Staff-Sgt. Mike Frizzell testified that Ms. George engineered his removal, and documents tabled last March indicate she was involved in related e-mail traffic.
The committee delivered a heavy rebuke, claiming Ms. George misled Parliament during an appearance on Feb. 21, 2007. Its finding turns on three areas in her testimony that day:
• She said she did not have "anything whatsoever" to do with Staff-Sgt. Frizzell's removal.
• She said she didn't know who ordered Staff-Sgt. Frizzell's removal, then later testified Chief Superintendent Doug Lang e-mailed her about it.
• She said Staff.-Sgt. Frizzell left the investigation team for health reasons.
"Because Deputy Commissioner George is a senior, uniformed member of the RCMP, the committee expected more from her as a witness," the report says.
"She is a professional who has been trained in the rules of evidence, conducting investigations, gathering evidence, and weighing testimony. She should have provided the committee with the information she had at that time based upon her knowledge and beliefs."
Ms. George deliberately misled the committee to avoid professional embarrassment, the report says.

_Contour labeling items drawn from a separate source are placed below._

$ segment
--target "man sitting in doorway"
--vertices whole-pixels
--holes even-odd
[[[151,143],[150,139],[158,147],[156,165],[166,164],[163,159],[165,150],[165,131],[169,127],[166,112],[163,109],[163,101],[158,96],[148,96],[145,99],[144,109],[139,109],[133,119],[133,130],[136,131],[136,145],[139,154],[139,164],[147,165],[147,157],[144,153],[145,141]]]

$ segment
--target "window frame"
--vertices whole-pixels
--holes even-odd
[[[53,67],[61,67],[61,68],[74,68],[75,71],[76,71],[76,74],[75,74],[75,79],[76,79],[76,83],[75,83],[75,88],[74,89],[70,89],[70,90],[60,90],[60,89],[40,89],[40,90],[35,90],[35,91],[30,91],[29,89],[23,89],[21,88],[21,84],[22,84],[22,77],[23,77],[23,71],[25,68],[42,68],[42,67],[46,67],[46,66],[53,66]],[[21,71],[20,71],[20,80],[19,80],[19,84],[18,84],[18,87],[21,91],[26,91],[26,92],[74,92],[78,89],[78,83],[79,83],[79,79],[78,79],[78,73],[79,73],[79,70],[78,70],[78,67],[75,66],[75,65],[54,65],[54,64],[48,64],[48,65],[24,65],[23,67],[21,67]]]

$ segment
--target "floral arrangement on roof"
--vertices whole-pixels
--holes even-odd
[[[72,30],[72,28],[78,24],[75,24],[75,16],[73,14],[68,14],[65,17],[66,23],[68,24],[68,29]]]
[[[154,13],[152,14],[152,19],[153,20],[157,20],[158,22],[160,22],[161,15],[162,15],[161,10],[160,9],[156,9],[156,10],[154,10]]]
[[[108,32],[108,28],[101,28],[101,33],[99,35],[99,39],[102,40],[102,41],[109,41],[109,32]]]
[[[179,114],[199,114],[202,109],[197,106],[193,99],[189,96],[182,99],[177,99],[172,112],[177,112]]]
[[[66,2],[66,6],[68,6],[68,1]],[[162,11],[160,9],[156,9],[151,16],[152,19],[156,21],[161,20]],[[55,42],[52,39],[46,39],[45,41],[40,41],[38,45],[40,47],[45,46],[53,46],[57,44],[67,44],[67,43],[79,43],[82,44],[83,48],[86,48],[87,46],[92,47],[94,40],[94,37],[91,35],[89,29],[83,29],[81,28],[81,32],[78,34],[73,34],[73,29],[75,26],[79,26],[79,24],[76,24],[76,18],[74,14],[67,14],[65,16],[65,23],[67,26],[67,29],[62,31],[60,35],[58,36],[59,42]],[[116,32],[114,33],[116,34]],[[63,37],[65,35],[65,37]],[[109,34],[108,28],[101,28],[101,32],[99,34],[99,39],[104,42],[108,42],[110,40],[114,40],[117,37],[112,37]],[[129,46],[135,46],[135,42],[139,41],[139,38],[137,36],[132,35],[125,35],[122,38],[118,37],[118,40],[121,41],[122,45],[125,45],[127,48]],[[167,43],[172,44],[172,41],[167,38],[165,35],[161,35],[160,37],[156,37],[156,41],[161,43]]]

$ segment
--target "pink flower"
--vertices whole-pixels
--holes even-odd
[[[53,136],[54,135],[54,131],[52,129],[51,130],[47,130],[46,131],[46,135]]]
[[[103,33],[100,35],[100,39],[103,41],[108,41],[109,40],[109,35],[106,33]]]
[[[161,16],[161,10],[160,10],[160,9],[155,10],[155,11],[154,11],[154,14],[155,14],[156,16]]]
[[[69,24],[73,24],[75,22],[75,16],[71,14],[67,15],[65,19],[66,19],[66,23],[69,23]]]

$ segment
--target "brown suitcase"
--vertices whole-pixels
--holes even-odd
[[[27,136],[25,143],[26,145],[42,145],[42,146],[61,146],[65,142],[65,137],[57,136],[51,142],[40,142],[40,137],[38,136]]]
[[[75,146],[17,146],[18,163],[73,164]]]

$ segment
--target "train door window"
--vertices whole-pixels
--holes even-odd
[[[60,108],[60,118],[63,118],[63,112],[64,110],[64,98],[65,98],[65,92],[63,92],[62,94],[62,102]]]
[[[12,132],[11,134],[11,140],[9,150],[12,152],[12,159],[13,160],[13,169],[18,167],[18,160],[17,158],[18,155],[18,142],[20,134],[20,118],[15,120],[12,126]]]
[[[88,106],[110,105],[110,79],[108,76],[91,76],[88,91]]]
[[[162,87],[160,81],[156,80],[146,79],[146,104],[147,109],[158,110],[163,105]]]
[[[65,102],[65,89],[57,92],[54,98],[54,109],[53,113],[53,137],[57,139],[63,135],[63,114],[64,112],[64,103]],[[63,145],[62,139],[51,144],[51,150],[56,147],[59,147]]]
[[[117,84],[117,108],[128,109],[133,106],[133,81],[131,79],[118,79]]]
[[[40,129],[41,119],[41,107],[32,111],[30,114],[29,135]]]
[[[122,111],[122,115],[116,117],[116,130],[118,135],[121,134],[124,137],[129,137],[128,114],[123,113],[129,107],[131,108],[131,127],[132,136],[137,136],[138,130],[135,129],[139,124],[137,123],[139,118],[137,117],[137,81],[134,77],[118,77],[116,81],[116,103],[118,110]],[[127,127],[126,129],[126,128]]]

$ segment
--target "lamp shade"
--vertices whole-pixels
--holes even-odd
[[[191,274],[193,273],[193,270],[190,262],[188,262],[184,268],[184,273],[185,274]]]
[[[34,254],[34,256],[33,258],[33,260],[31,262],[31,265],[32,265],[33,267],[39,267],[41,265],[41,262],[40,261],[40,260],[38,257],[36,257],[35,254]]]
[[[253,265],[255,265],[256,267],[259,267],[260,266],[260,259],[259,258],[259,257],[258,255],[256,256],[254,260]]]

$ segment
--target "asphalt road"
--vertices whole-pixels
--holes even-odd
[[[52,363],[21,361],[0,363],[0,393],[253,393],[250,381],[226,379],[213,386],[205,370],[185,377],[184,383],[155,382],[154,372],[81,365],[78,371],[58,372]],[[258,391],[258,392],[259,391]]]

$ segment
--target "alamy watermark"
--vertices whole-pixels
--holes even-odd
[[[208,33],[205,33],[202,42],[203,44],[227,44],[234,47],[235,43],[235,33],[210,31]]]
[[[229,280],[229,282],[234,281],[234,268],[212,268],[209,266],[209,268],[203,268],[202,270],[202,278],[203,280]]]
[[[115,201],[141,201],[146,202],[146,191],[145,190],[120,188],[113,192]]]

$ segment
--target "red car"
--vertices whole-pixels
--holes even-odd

"Deputy Commissioner George did have a motive to mislead the committee — Staff-Sgt. Frizzell was beginning to question her actions and those of her subordinates, and it would have been professionally embarrassing to admit publicly that she had been involved in the removal order against him."
Bruce Carr-Harris of Borden Ladner Gervais LLP, who is representing Ms. George, said the committee was not equipped to get full answers from its witnesses so the report doesn't contain "all the relevant facts."
"This process is fundamentally flawed," he said. "There's no due process in it. We have what are, in effect, amateur fact-finders operating in an environment where there is no due process for the witness."
The unanimous committee report said its finding alone is serious enough to warrant no further action by the House of Commons, but it urged the RCMP to consider its findings.
A Federal Court judge ruled last year that Ms. George's testimony couldn't be used in an internal investigation since it is subject to parliamentary privilege.
Appearing before the committee in December, RCMP Commissioner William Elliott deferred any possible disciplinary action against Ms. George to Parliament.
Sgt. Nathalie Deschenes, an RCMP spokeswoman, would not speculate about what action the Mounties might take until the House of Commons deliberates on the committee report.
The pension fiasco erupted in 2003 with allegations of mismanagement, nepotism, questionable expense claims, and payments to consultants who did little or no work.
Questions also surround related testimony given by former RCMP Commissioner Giuliano Zaccardelli, said Liberal MP and committee member Borys Wrzesnewskyj.
A separate federal probe concluded last June that Zaccardelli, now retired, shook public trust in the RCMP by permitting the controversy to drag on for years.
Toronto lawyer David Brown, who led the investigation, characterized the RCMP corporate culture as "horribly broken."
He said the force's management had mishandled the employee pension fund but found no evidence to support allegations of a cover up by top Mounties.
Ms. George was the only senior Mountie suspended in the fallout over the pension fiasco. The RCMP reinstated her in November after eight months, saying her suspension was not linked to any alleged misuse or mismanagement of funds.
Ms. George has since been appointed deputy commissioner of strategic initiatives.
Calling her "the only real casualty of this whole event," Carr-Harris said it's unclear what legal recourse, if any, she has.
Ms. George declined comment through her husband, Tom Maybee, who took exception to the report's contents appearing in media reports a day before it was tabled.
"It seems like the media's got the inside track on this. We certainly haven't had any heads-up on it," Mr. Maybee said Tuesday, adding committee chair Shawn Murphy refused to disclose the panel's recommendation to her lawyers last week.
Mr. Wrzesnewskyj said the committee owed George no advance notice of its findings and that she had ample time during at least four appearances to state her case.
The George affair is exceptionally disturbing because a senior RCMP officer — one rank below commissioner — was found to have given "false and misleading testimony," Mr. Wrzesnewskyj said.
"The RCMP are the final guarantors of our laws, and this is contempt of the legislature — the very body that passes laws," he said. "Ms. George appeared before the committee in full uniform."